Fördermittel für Logistikprojekt am Niederrhein

(23.September 2016) Die logistischen Lkw-Verkehre wachsen stetig. Die Region Niederrhein steht damit als Logistikstandort nicht nur vor infrastrukturellen Herausforderungen, sondern auch beispielsweise vor der Aufgabe, den Verkehrsfluss zu optimieren oder Möglichkeiten für eine sichere Verfahrung von Ladungen und Containern zu gewährleisten. Die Niederrheinische Industrie- und Handelskammer Duisburg-Wesel-Kleve hat dazu gemeinsam mit dem Zentrum für Logistik und Verkehr (ZLV) der Universität Duisburg-Essen einen Projektantrag für eine Studie gestellt, der nun vom Wirtschaftsministerium gefördert wird. Der Förderbescheid wurde heute von Wirtschaftsminister Garrelt Duin in Duisburg übergeben. 

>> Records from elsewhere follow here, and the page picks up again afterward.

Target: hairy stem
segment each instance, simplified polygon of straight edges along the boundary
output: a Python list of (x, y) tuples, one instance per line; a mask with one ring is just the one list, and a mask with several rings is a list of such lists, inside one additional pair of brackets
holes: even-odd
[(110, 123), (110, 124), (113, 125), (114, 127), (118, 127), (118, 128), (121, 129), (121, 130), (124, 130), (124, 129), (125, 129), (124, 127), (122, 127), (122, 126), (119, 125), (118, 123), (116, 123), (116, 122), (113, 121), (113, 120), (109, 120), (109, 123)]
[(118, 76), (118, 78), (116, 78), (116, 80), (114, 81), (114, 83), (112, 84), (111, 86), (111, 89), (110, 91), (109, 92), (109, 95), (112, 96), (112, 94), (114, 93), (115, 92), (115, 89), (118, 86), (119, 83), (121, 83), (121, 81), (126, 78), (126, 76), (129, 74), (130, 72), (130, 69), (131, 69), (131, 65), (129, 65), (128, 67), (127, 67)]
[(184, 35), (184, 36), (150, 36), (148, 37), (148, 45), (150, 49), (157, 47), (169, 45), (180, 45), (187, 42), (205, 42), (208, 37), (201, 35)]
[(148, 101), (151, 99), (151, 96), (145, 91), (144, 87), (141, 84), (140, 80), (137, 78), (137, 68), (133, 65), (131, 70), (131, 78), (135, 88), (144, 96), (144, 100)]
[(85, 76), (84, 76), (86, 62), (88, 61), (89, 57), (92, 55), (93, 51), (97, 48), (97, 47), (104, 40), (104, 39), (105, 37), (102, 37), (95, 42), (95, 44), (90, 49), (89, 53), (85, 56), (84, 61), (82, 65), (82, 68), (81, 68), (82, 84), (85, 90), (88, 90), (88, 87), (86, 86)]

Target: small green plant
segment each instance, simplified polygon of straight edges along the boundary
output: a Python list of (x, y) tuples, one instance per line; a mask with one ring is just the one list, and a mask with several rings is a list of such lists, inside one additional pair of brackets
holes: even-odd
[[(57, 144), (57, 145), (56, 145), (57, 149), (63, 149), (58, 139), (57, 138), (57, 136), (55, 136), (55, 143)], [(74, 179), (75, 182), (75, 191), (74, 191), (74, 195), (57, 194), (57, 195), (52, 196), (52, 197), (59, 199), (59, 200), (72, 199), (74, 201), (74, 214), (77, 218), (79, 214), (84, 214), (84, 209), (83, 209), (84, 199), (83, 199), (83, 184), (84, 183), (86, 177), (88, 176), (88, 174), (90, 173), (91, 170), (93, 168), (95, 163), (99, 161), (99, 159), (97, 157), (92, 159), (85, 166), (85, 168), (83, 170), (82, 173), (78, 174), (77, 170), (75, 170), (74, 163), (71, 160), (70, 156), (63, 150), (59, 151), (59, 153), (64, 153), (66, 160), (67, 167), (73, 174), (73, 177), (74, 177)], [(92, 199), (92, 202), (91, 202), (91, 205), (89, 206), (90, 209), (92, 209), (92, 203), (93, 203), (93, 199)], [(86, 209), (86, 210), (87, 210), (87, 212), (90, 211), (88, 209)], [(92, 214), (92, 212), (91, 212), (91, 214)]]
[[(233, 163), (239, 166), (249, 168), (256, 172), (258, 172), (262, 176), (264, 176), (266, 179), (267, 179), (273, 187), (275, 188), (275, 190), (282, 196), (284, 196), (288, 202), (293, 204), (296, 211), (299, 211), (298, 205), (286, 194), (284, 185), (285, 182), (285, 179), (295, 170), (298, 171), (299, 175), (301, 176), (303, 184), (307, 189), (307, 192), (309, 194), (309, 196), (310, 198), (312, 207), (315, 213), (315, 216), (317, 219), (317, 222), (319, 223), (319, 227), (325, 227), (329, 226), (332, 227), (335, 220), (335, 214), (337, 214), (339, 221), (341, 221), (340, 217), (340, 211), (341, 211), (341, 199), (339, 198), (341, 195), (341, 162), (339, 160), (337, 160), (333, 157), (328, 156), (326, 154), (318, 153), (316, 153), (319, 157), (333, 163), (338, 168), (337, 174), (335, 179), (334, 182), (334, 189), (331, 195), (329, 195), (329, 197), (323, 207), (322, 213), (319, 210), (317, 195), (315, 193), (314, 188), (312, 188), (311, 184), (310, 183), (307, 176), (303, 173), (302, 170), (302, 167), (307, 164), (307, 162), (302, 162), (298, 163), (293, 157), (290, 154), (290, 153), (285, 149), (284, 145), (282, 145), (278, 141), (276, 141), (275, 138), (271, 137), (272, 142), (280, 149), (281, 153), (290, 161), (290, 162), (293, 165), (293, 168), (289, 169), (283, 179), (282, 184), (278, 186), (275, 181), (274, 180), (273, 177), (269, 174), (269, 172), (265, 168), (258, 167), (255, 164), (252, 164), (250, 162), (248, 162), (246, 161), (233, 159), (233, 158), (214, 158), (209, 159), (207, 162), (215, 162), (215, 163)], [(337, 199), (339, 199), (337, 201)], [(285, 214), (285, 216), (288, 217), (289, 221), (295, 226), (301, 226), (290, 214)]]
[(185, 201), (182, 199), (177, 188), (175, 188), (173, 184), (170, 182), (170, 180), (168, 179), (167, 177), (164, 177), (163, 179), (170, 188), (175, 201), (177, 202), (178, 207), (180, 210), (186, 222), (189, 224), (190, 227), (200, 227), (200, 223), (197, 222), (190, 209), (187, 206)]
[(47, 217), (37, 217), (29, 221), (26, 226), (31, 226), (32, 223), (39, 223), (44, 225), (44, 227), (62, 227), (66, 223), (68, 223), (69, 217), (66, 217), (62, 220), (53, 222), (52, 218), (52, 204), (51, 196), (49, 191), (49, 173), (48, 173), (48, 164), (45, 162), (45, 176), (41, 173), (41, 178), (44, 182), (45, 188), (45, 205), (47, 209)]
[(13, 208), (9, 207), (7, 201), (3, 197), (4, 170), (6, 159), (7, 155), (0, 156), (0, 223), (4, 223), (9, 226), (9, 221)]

Logistische Prozesse laufen 24 Stunden am Tag, sieben Tage in der Woche. Auch wenn der Verkehr ruht, geht die Logistik weiter: Wo und wie können Ladungen und Container sicher verwahrt werden? Wo können sich Lkw-Fahrer während ihrer Ruhezeiten aufhalten? Welchen Beitrag kann eine intelligente Steuerung der Verkehre zur Optimierung leisten? Mit diesen Fragen beschäftigt sich das Projekt „Kompass Logistik Niederrhein“, das die Niederrheinische IHK gemeinsam mit dem ZLV in diesem Herbst startet. Das Projekt hat ein Fördervolumen von 170.000 Euro und wird mit Mitteln aus dem Europäischen Fonds für regionale Entwicklung (EFRE) und mit Landesmitteln gefördert. 

[NRW-Wirtschaftsminister Garrelt Duin übergab den Bewilligungsbescheid für das Projekt „Kompass Logistik Niederrhein“ an (v. l.) Professor Bernd Noche, ZLV-Vorstandsvorsitzender, IHK-Präsident Burkhard Landers, ZLV-Geschäftsführer Klaus Krumme und IHK-Hauptgeschäftsführer Dr. Stefan Dietzfelbinger.]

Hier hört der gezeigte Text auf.